“Oh yes; I have a little—enough to take us back to town, if you please—and to get me a few chops at the club till the governor turns up—who has a right to feed me at least until I come of age.”

“You must have got it out of Archie,” said Rosamond, her cheeks burning, springing from her seat, and standing between him and the door, as if to force an explanation. But Eddy only smiled.

“For a right down odious supposition—an idea that has neither sense nor possibility in it, commend me to a girl and a sister!
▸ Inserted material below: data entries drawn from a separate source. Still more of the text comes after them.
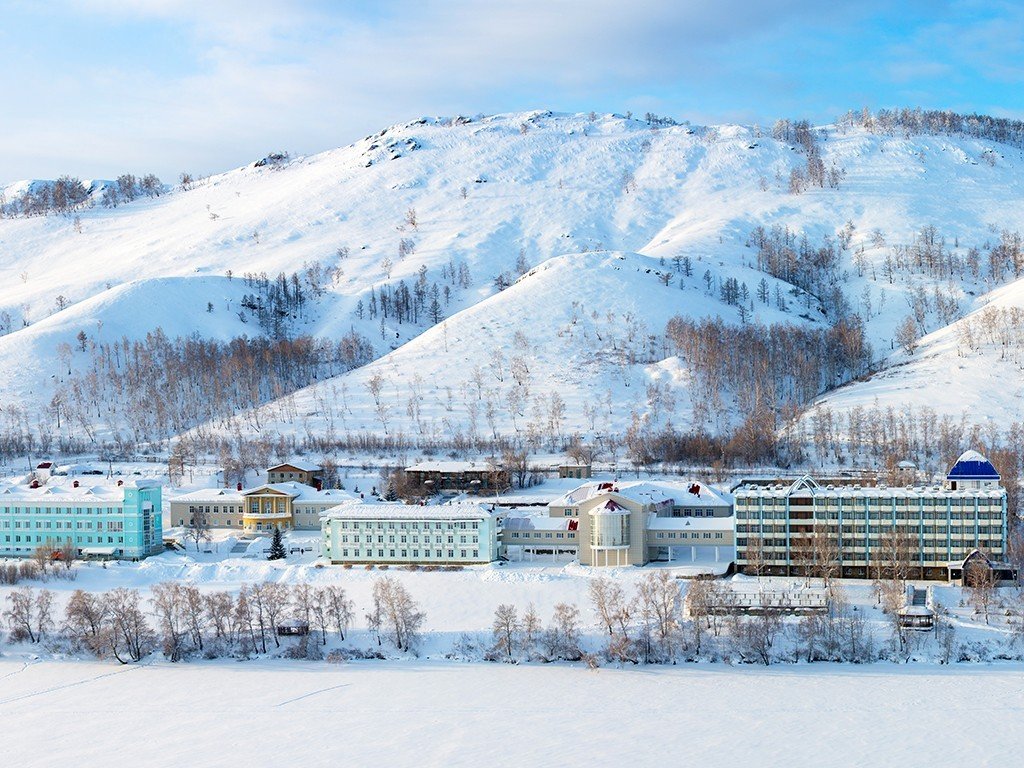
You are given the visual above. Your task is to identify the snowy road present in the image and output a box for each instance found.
[0,659,1024,768]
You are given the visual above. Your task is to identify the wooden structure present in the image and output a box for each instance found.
[406,461,511,495]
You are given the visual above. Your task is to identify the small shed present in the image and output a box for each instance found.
[278,618,309,636]
[558,463,594,480]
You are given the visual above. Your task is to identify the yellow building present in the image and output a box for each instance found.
[502,481,734,566]
[170,482,358,534]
How could I get it out of Archie? What had Archie to give? I think you must be taking leave of your senses,” he said.

Was it so?—Was it merely a sympathetic sense of the trouble in the house, and sorrow for Archie, whatever might be the cause of his banishment? Or was it some sense of guilt, some feeling that it was he who had led Archie away, and who ought to share in the penalty? But, to tell the truth, Rosamond could not identify any of these fine feelings with Eddy. He was not apt to feel compunctions: perhaps to take him at his word was the safest way.

CHAPTER XXXVIII.

Next morning, a rattle of pebbles thrown against the window, roused Marion, who was by nature an early riser, and who had been dressed for some time, though she had not gone downstairs. She opened the window, and saw Eddy below, making signs to her and pointing towards a path which led into the woods, across a broad stripe of sunshine. Eddy stood and basked in this light, making gestures, as if in adoration of the sun. He did not call to her, for in the clear morning air, his voice might have reached other ears than hers. But Marion called to him lightly, “I’m coming, I’m coming,” with no fear of any thing that could be said. She was not disturbed by the unceremonious character of his appeal to her attention. Marion’s antecedents made it a very natural thing, and no way to be reprehended, that a lad should call to his lass in this way. She ran downstairs, delighted with the summons, and joined him, almost hoping that Miss Marchbanks might see from her window and feel the superiority of the daughter of the house.

“What might you be wanting, rousing people when perhaps they were in their beds?” said Marion.

“You were not in your bed. I know you get up early. Let’s have a ramble,” said Eddy, “before any one knows.”

“Oh, is that all? but we can ramble wherever you please; and when the people are gone,” said Marion, with a sigh, “we’ll have it all to ourselves.”

“Do you wish that the people were not going, May?”